Fragmente – Stille, An Diotima (1979–1980)

Anmerkung

Freie Platzwahl

Zyklus Nouvelles Aventures

Links https://www.minguet.de

Veranstalter & Verantwortlicher Wiener Konzerthausgesellschaft

»… die große, aufrührerische Aussage mit kleinsten Mitteln«

Am 29. Jänner 2024 begeht die internationale Musikwelt den 100. Geburtstag Luigi Nonos, des neben Pierre Boulez und Karlheinz Stockhausen wichtigsten Komponisten der Nachkriegsavantgarde.
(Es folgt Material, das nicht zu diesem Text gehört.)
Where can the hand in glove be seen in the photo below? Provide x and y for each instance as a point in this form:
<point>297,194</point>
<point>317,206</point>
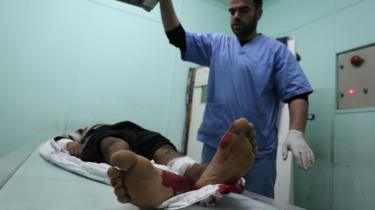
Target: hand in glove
<point>301,151</point>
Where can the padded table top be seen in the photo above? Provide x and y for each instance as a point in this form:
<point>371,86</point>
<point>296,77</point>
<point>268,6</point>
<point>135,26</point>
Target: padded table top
<point>40,185</point>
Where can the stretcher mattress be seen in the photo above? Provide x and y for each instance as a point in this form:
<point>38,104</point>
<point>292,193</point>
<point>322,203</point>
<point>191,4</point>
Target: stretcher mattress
<point>40,185</point>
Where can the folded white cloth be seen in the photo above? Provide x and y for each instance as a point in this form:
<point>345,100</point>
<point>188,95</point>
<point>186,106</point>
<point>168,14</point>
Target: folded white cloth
<point>206,196</point>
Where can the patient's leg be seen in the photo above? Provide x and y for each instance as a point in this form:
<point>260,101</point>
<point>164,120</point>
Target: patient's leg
<point>140,183</point>
<point>234,157</point>
<point>167,155</point>
<point>111,145</point>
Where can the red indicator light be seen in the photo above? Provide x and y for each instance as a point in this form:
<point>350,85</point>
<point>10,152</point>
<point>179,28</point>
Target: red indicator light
<point>357,61</point>
<point>352,91</point>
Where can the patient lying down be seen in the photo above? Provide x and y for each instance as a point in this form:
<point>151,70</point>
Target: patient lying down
<point>128,148</point>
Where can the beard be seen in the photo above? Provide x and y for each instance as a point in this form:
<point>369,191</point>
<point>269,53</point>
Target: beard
<point>242,30</point>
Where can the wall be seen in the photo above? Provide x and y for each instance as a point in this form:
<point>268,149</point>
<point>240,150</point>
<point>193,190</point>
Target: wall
<point>324,28</point>
<point>73,63</point>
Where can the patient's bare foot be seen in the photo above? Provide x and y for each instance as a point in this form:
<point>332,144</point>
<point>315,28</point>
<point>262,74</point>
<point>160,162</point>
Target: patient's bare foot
<point>234,157</point>
<point>138,182</point>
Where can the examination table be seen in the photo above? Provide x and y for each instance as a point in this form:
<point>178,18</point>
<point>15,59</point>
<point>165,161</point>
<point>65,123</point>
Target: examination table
<point>40,185</point>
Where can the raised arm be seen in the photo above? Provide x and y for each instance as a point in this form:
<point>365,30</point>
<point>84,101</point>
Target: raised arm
<point>168,15</point>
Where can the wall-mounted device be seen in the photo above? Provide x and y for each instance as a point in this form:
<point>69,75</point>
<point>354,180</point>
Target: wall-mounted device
<point>356,78</point>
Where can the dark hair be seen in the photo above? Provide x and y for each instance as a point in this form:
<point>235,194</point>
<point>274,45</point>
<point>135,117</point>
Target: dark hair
<point>258,3</point>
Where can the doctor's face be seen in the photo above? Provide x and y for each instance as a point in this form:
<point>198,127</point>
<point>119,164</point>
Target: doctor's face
<point>244,18</point>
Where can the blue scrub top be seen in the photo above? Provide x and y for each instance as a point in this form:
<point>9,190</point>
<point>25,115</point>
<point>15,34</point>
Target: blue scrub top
<point>245,81</point>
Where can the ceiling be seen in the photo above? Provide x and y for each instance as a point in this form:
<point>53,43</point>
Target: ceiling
<point>226,1</point>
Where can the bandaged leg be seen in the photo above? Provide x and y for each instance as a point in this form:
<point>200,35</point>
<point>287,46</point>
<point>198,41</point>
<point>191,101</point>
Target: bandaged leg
<point>234,157</point>
<point>137,181</point>
<point>187,167</point>
<point>181,164</point>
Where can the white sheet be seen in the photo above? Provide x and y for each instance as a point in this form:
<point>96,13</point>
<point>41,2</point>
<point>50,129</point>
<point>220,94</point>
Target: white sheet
<point>206,196</point>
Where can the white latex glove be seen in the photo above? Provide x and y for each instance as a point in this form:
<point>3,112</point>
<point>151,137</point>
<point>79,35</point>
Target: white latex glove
<point>300,149</point>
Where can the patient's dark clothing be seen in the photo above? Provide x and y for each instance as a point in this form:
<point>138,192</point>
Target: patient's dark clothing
<point>141,141</point>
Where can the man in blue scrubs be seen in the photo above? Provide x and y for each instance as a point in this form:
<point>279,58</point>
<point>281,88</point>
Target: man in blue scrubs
<point>249,75</point>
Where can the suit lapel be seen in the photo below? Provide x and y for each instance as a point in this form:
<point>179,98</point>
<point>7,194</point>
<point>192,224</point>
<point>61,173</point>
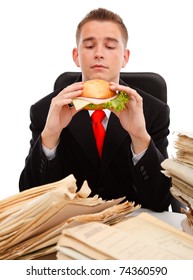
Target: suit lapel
<point>115,135</point>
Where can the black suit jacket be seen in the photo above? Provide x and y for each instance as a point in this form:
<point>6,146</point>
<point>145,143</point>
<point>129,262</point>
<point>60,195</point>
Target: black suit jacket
<point>114,175</point>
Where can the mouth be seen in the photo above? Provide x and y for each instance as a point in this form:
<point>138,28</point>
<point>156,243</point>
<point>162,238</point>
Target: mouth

Das Wiener Konzerthaus feiert diesen Tag mit einem ganz besonderen Konzert, dessen Dramaturgie das renommierte Minguet Quartett noch mit seinem Mentor Walter Levin erarbeitet hat: Bereits in den 1950er-Jahren hatte der Primarius des legendären LaSalle Quartet, dessen 100. Geburtstag übrigens auch ins Jahr 2024 fällt, Nono um die Komposition eines Streichquartetts gebeten. Doch erst 1979/80 entstand dann mit »Fragmente – Stille, an Diotima« jenes epochemachende Werk, dessen fast lautlos tosender Nachhall die weitere Geschichte avancierten Komponierens bis heute durchzittert. In seinem Geburtstagskonzert stellt das Minguet Quartett diesem an unhörbaren, gleichwohl aber fast omnipräsenten intertextuellen Verweisen überreichen Hauptwerk der Kammermusik des späteren 20. Jahrhunderts ältere Kompositionen voran, deren Spuren auf die eine oder andere Weise Nonos Streichquartett eingeschrieben sind: die in einigen Quellen Johannes Ockeghem zugeschriebene Chanson »Malheur me bat«, deren Hauptstimme Nono gegen Ende seines Quartetts versteckt zitiert, dann das »Ave Maria« von Giuseppe Verdi, eine berückende Harmonisierung jener »Scala enigmatica«, die als Grundmaterial nicht nur das Quartett, sondern virtuell das ganze Spätwerk Nonos durchzieht, und schließlich den »Heiligen Dankgesang« aus Ludwig van Beethovens Streichquartett op. 132, der bei seiner letzten Wiederkehr die Vortragsbezeichnung »Mit innigster Empfindung« trägt, die sich an mehreren Schlüsselstellen auch in Nonos Quartett findet.